Why these recommendations?
The Rate Wizard gives a quick directional answer based on the simplest version of the question: what are you trying to do with this mortgage? The reasoning behind each path:
If you’re planting roots (long-term homeowner)
You want certainty over years, not months. A 5-year fixed mortgage locks in your rate and payment for the whole term — predictable, set-and-forget. The variable alternative is for borrowers comfortable trading some of that certainty for the historical edge variable rates have given (most years, not all years).
If you’ve got cash coming
The product needs to come due (or be flexibly prepayable) when your money lands. A 1-year fixed open mortgage lets you pay it off any time without penalty. A HELOC gives you maximum flexibility but at variable rates. For longer waits (3 or 5 years), matching your mortgage term to when the cash arrives prevents an early-payout penalty when you actually go to pay it off.
If you’re moving
The big question is whether you stay in Canada (in which case porting your mortgage to the new property is usually possible — most national lenders allow this), or you leave the country (in which case you need a term that lines up with your departure so there’s no big penalty when you pay out the mortgage to sell).

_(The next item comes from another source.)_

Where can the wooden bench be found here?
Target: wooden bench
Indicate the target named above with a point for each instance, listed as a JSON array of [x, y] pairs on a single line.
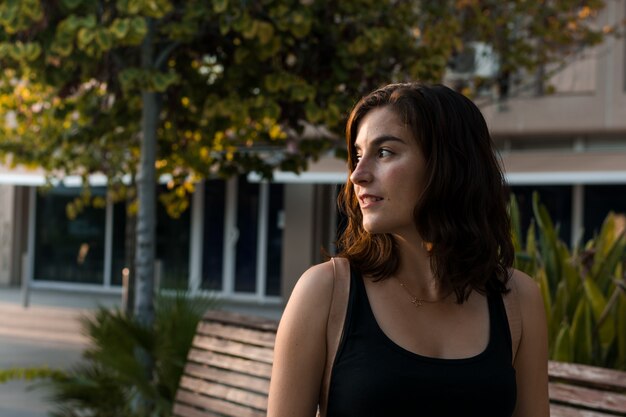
[[229, 366]]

What this tool doesn’t cover
This is a starting framework. Real situations always layer in: your credit profile, income type (T4/self-employed/commission), down payment size, the specific property, your tolerance for prepayment penalties, whether you might refinance mid-term, and dozens of other factors. Use the wizard to point yourself in the right direction, then talk to a specialist who can build a complete picture.